You may also presume that the product’s alignment to the standards will be consistent across grade levels. Not so. Having analyzed the alignment of thousands of K-8 materials, Learning List has found that the alignment percentage of a material in one grade level is not predictive of the same material’s alignment in other grade levels. Take for example, the alignment of the multi-grade level material shown in the chart below. Learning List’s alignment reports for grades K through 8th highlight a significant variation in percentage of state standards addressed by material in each grade level.
So, what does this mean for your materials selection strategy? When you are reviewing a material to purchase for a grade span, it is critical to carefully examine the alignment of the material in each grade level. Learning List’s alignment reports make it easy to see which standards are and which are not addressed in each grade level.
If a comprehensive material is not aligned to 100% of the standards in each grade level, determine whether there is a pattern in the standards that are not addressed across all grade levels. For example, does this material simply not address the financial literacy standards in each grade level? If so, then it is easier to identify other materials that will fill in the gap for this product at all grade levels.
If there is no obvious pattern in the material’s alignment across grade levels, then the variability may be caused by the fact that different authors wrote each grade level or different people correlated the material at each grade level. Finding products to fill in the material’s gaps will be more arduous and more expensive, though Learning List’s Fill-in-the-Gap tool and new Search by Standard filter lessens that burden.

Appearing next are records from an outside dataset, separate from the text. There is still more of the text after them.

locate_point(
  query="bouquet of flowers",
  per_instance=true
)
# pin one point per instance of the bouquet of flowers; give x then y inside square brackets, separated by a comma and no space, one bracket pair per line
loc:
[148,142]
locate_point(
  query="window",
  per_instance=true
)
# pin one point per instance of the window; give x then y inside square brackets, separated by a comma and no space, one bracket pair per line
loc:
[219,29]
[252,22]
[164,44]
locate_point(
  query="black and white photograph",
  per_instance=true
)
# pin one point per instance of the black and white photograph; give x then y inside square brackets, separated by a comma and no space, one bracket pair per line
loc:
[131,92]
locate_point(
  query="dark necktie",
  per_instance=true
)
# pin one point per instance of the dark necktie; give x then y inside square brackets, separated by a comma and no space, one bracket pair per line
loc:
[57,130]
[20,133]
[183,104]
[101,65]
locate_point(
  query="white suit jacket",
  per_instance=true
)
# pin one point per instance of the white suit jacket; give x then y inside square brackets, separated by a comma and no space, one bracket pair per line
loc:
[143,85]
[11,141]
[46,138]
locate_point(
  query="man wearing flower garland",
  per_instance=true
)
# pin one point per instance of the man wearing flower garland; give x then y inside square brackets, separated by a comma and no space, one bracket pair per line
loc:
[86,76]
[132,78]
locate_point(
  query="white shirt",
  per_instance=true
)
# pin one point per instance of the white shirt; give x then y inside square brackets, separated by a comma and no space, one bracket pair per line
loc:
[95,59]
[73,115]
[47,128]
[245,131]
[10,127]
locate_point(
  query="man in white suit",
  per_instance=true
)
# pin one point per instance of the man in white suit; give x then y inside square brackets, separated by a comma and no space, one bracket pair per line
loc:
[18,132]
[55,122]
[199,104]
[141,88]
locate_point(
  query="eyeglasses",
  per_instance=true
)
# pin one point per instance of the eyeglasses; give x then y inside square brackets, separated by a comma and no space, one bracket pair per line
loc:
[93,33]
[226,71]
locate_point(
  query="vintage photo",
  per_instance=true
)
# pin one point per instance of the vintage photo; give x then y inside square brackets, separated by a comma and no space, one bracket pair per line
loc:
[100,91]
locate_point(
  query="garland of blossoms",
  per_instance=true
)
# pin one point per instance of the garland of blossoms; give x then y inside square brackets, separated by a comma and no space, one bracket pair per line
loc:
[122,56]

This revelation should not necessarily be discouraging. As one superintendent told me, “Realizing that a material is not necessarily aligned consistently across all grade levels was a real ‘A-Ha’ moment for me. I no longer had to force all my teachers to agree on a single material. This year, we adopted one product for the elementary grades and another for the middle schools. The teachers were much happier. Now my technology staff… well, that’s another story.”